As Table 2 shows, when only 1% of the vertices are removed, both methods deliver confidence intervals with coverage close to the declared 95% level. When 2% of network vertices are removed, coverage probabilities of vertex bootstrap intervals decline to 81.8% and 89.8% for light- and heavy-tailed networks, respectively. The performance of vertex bootstrap further rapidly declines as more vertices are removed, and the decline is more severe for the light-tailed polylogarithmic distribution. Remarkably, patchwork bootstrap performs consistently well on both distributions (observed coverage probabilities are close to the nominal level), even when 5% of the vertices are removed (Table 2). Using the example of the light-tailed polylogarithmic distribution, we show that coverage of vertex bootstrap declines to zero when 10% or 15% of vertices are removed, while respective coverage of the patchwork bootstrap intervals is 93.9% and 85.1%, respectively (Figure 7).
Mean | Number of vertices removed | |||||
Distribution | degree \(\mu(G)\) | Method | 1% | 2% | 3% | 5% |
polylog(\(\delta=0.001\), \(\lambda=2.13\)) | 2.67 | Patchwork | 96.0% | 97.8% | 97.6% | 97.5% |
(0.807) | (0.801) | (0.806) | (0.795) | |||
[0.187] | [0.194] | [0.191] | [0.196] | |||
Vertex bootstrap | 96.3% | 81.8% | 54.7% | 5.8% | ||
(0.170) | (0.170) | (0.169) | (0.169) | |||
[0.090] | [0.091] | [0.090] | [0.090] | |||
polylog(\(\delta=0.987\), \(\lambda=5\)) | 2.67 | Patchwork | 99.4% | 99.0% | 98.9% | 99.4% |
(1.072) | (1.062) | (1.062) | (1.032) | |||
[0.230] | [0.239] | [0.249] | [0.237] | |||
Vertex bootstrap | 96.3% | 89.8% | 74.0% | 25.7% | ||
(0.212) | (0.211) | (0.211) | (0.209) | |||
[0.113] | [0.113] | [0.113] | [0.112] |
Hence, the patchwork bootstrap approach is a competitive alternative when analyzing large complex networks, both in terms of computational speed and reliability of inference when a part of the network information is missing. Moreover, the patchwork method is both computationally efficient and information-greedy, i.e., only a small proportion of the network data is required, the procedure subsets the sampled seeds to consider patches of different sizes and re-uses information from the patches in the cross-validation procedure. In contrast, the vertex bootstrap employs information of the whole target network so that its time complexity is \(\mathcal{O}(n^{2})\). At the same time, for small networks with all the network information being available upfront, the vertex bootstrap is the preferred method as it provides noticeably sharper confidence intervals under the same level of calibration.
In this section, we illustrate utility of the snowboot package for analysis of airline networks, power grids, and the David Copperfield network.
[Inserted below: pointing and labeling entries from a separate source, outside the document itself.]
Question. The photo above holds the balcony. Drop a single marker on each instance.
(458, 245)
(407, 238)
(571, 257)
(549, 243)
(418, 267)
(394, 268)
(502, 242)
We start from a smaller network, namely, the David Copperfield network collected by (Newman 2006). It examines the lexicon of Charles Dickens’s classic 19th century novel. The network vertices are common nouns and adjectives; undirected edges connect adjacent words (Figure 8).
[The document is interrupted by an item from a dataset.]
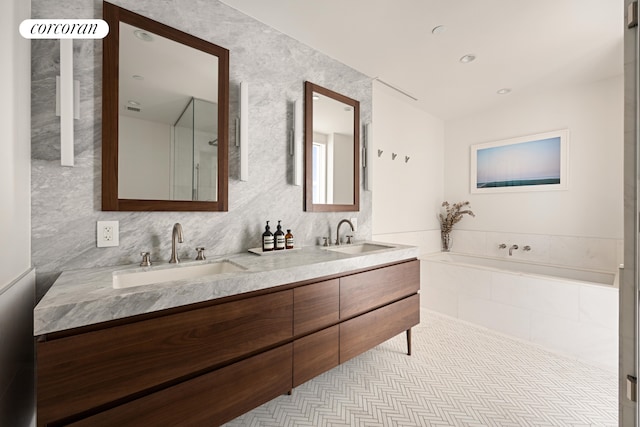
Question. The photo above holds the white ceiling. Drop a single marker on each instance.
(167, 85)
(526, 45)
The number of vertices and edges in the David Copperfield network are 112 and 425, respectively. This is a relatively small network, so the vertex bootstrap algorithm is suitable for analysis. Some basic network statistics of the David Copperfield network are presented in Table 3.
Order | Density | Number of edges | Mean degree | Clustering coefficient |
---|---|---|---|---|
112 | 0.068 | 425 | 7.589 | 0.157 |
Perform the vertex bootstrap in the following steps:
Load the network data and obtain an adjacency matrix:
> library(igraph)
> graph_david <- read.graph(
+ "http://networkdata.ics.uci.edu/data/adjnoun/adjnoun.gml", format = "gml")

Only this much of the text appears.